A venomous, tree-climbing 3-foot mangrove snake escaped its enclosure at a Bronx Zoo in New York on Tuesday. Officials said the reptile was on the loose.

“Dear visitors, a 3 and a half foot long mangrove snake is missing from its exhibit in Jungle World. They are mildly venomous, but not dangerous to people," a sign placed next to the ticket office for Jungle World on Wednesday read. “Mangrove snakes are a shy, arboreal species that are active at night. There is little chance of seeing or coming in contact with this snake due to its timid, secretive nature but if you see it, please notify a staff person.”

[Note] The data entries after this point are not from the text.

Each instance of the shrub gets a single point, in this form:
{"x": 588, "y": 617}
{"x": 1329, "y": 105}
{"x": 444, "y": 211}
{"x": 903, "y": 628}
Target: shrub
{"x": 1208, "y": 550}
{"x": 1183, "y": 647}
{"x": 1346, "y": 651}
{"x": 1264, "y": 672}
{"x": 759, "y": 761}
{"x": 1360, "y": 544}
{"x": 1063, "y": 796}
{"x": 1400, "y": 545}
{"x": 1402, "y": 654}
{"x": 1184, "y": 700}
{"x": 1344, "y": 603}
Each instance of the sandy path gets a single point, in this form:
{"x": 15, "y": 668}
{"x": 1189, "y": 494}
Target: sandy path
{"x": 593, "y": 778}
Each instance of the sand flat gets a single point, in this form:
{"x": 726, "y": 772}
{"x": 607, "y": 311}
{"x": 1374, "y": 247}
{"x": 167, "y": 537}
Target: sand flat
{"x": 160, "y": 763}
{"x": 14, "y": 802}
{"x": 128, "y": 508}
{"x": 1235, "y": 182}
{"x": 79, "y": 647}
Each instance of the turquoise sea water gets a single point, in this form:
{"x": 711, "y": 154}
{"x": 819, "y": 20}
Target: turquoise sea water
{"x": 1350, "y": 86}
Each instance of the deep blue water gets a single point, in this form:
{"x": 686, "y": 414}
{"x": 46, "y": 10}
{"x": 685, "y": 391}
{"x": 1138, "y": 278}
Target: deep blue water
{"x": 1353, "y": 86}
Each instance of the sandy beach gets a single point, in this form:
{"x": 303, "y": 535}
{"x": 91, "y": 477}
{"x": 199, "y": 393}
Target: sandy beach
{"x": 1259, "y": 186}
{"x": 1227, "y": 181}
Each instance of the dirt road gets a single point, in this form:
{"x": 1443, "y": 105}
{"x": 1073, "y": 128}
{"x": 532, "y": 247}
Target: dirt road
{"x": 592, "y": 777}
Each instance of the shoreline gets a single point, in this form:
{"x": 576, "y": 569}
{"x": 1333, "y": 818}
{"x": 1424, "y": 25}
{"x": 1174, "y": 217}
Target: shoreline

According to the Smithsonian’s National Zoo & Conservation Biology Institute, there have been no known mangrove snake fatalities. However, the venom of these snakes can cause painful swelling and discoloration of the skin.

The New York Post reported that not many people noticed the small sign while entering the exhibit. Zoo-goers said they wouldn’t have gone in if they knew a snake was on the loose inside.

“It’s irresponsible of them,” Lucia Crespo, 29, a teacher who was visiting with her young son, said. “It’s scary and I have a 3-year-old son. Now I’m feeling terrified … I don’t like snakes at all.”

Engelbert Balboa, 33, another zoo-goer, said he was terrified.

“I’m scared. It can bite you, it can harm you. I wouldn’t go in there if I knew,” he said. “To think I went in there with my son and my mother and my sister.”

Two zoo employees with flashlights scoured the area near where the snake went missing Wednesday. It remains unclear how the snake escaped.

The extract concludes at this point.